Thinking about how your master dataset is stored and managed is arguably the most important part of architecting a data-driven system. Your master dataset is your source of truth. An issue here, be it hardware failure, human error, or something else, could easily result in irreparable damage to some or all of your data.
I would suggest there is only 1 hard requirement for your master datastore: Be correct. Always.
Making your master datastore immutable, i.e. append only, really helps with this.
I’m sure anyone who has been working with databases for a sufficient amount of time has accidentally deleted data, or performed an incorrect update, losing some data for ever. I certainly have - more than a few times.
With an immutable datastore, you can’t lose data. A mistake might cause bad data to be written, but the good data is still there, and you can always handle the bad data at load time.
No matter how careful you are, people will make mistakes, and you must do what you can to limit the impact of them.
Even if you are the most careful person in the world, and you are the only person allowed to interact with the data, you probably still write code, and occasionally that code will have bugs.
Again, if you have a code that does a bad update or delete, you’ve lost your data. For good.
What about backups?
Good, regular backups of your master datastore are essential. But backups are always a little out of date. And any problems with your data will soon make it’s way to the backup. So if you’re relying on backups, they better be really good, and you had better notice any mistakes really quickly, and even that is not a complete guarantee.

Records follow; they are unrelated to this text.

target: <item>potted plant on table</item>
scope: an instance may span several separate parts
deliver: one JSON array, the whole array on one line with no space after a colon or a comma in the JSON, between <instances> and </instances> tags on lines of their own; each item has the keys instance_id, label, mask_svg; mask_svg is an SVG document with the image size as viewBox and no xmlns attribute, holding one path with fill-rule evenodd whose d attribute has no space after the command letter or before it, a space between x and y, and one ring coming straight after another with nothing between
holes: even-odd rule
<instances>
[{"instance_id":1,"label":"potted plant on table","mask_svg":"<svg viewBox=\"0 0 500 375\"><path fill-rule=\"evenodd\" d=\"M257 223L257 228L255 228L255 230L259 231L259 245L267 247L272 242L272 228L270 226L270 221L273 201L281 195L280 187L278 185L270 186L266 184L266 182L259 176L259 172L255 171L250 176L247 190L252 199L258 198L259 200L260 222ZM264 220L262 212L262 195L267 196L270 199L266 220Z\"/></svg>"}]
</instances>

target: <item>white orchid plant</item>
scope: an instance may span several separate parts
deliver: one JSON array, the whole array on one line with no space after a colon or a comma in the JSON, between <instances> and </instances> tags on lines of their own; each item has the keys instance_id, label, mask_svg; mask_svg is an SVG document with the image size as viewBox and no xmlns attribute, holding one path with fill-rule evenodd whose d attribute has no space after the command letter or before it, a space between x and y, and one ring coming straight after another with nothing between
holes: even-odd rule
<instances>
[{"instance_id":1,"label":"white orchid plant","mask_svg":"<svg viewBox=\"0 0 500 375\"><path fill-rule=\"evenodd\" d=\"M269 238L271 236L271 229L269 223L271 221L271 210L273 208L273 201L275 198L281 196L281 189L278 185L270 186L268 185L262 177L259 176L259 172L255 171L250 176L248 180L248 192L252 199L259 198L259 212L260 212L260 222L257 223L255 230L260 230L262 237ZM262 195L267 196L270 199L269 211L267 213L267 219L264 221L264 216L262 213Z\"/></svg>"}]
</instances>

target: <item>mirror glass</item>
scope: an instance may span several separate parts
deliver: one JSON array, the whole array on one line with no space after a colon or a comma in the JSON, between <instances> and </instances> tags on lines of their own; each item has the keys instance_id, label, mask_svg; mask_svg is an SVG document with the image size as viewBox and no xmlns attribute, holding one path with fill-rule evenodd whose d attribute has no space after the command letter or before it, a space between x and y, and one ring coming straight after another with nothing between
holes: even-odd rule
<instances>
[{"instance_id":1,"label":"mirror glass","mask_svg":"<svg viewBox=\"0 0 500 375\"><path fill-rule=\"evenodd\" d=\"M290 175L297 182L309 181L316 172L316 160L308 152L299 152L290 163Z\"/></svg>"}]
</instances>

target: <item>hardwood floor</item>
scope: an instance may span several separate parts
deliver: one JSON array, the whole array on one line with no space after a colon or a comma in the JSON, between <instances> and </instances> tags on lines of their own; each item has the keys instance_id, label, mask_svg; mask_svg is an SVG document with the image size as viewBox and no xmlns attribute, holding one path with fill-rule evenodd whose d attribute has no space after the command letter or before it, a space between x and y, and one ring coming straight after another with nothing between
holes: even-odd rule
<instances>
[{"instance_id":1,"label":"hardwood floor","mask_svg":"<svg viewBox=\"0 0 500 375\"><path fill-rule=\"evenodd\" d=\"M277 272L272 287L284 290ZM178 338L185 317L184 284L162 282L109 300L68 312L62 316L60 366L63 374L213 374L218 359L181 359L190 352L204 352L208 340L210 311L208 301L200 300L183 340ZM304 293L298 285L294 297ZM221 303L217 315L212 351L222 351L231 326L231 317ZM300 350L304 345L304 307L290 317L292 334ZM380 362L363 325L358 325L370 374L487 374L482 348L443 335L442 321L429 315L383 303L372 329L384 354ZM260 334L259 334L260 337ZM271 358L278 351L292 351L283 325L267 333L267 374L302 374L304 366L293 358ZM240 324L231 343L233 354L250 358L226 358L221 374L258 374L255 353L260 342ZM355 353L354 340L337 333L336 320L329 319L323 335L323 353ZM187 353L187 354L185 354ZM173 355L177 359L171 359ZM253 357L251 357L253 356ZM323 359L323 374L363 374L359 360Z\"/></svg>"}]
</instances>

Disadvantages of immutable datastores
Of course, there are disadvantages to immutable datastores. You might be storing data over and over again that you no longer care about (although I would argue the history of a record will have some value - you’re just not using it yet). Encoding and/or compressing your data can help with this. Using relatively cheap datastores may also make this less of a concern (HDFS, S3, etc), though make sure they are reliable.
A bigger concern might be having to apply all the updates and deletes at view time, which is probably going to be slow. In that case, maybe you don’t use this datastore for time critical views. Maybe you have another dataset, in a mutable datastore, that is used for these views. A “hot store”, if you like, optimised for these views.
It’s OK for this hot store to lose data, through bugs, human error or hardware failure, because you know you can always regenerate it from your immutable, always correct, master datastore.